Acontece que a BBC é a TV pública do Reino Unido, uma das economias mais desenvolvidas do mundo, onde não há miséria e a renda per capita é altíssima. Lá, os serviços de saúde, de educação e de transporte públicos têm o mesmo nível de excelência da famosa TV. O exemplo não vale para cá. Aqui em São Paulo, há dez anos ensaiou-se algo parecido, a cobrança de uma taxa pró-TV Cultura de 5 reais nas contas de luz acima de 30 reais. Foi um escândalo e a idéia morreu soterrada por uma avalanche de críticas indignadas da imprensa. É impossível, no Brasil – onde a carga tributária já consome 36% do PIB –, propor qualquer nova contribuição que onere o combalido orçamento da família brasileira.

Os intelectuais brasileiros prestariam um grande serviço ao país se pusessem suas privilegiadas cabeças a serviço de soluções viáveis para a nossa dura realidade, em vez de viajar pelos confortáveis domínios das utopias.
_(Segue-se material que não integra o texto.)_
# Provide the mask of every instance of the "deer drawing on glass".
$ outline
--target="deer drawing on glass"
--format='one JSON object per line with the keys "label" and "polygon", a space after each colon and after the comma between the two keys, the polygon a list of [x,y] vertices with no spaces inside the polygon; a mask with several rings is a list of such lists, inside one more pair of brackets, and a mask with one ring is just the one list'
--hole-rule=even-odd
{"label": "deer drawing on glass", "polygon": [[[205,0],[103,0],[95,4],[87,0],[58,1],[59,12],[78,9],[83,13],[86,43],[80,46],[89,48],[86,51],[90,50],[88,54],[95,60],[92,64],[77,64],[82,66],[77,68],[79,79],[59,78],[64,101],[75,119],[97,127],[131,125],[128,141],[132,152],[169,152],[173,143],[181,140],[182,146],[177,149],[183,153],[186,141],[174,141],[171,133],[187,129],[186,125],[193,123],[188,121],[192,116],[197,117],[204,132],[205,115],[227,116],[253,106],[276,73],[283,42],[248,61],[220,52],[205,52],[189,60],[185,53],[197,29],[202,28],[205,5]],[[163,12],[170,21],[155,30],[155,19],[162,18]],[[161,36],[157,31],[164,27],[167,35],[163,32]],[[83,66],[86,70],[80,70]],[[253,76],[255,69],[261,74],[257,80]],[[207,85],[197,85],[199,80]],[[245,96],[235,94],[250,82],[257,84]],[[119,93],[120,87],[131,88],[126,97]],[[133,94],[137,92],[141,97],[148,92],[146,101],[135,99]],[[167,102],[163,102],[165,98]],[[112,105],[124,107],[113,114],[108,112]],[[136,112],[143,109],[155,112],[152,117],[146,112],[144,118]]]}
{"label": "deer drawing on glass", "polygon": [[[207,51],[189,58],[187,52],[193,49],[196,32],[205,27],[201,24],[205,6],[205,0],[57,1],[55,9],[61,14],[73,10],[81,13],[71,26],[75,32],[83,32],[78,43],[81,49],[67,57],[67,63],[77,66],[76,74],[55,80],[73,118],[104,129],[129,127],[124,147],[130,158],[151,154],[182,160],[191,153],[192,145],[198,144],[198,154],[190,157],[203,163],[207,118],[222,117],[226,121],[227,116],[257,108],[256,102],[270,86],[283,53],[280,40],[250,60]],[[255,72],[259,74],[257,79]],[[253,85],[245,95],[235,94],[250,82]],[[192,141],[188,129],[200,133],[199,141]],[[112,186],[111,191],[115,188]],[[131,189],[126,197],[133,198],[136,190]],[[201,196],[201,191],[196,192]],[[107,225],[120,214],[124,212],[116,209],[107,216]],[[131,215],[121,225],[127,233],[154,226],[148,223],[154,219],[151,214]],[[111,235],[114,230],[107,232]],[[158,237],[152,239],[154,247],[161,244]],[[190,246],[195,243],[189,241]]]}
Para completar, o professor lembra que a BBC é orientada por um conselho de cidadãos, o que garante a sua independência. Isso já existe aqui. O Conselho Curador da Fundação Padre Anchieta, por exemplo, é composto por 45 membros: 3 vitalícios, 20 natos (que representam entidades culturais, incluindo reitores de cinco universidades), 21 eletivos, também recrutados na sociedade civil, e um representante dos funcionários.

Independência é o que não falta à TV Cultura. O Governo do Estado de São Paulo, que garante cerca de 80% das receitas da emissora, não exerce sobre ela qualquer interferência. Tampouco os anunciantes ou instituições para as quais a Cultura presta serviços. Mesmo assim, o ideal é que o setor público como um todo (nas esferas municipal, estadual e federal) contribuísse com 50% das receitas, mas a Prefeitura de São Paulo e o Governo Federal nunca destinaram 1 mísero real à nossa TV pública.

Com os restantes 50% da receita captados no setor privado (publicidade e prestação de serviços), o perfil da Cultura ficaria mais próximo daquilo que se entende por TV pública e mais distante do antigo conceito de TV estatal. Não concordo com a tese de que a publicidade tenda a contaminar os conteúdos da programação. Pelo contrário. Creio que o crescimento da receita publicitária permite, sim, a melhoria da qualidade técnica e da qualidade dos programas. Televisão é uma atividade cara, que consome muito dinheiro. Importante é saber usá-lo em benefício da finalidade da TV pública, que é a difusão do conhecimento e conseqüente promoção da cidadania. O resto são fantasmas e preconceitos.’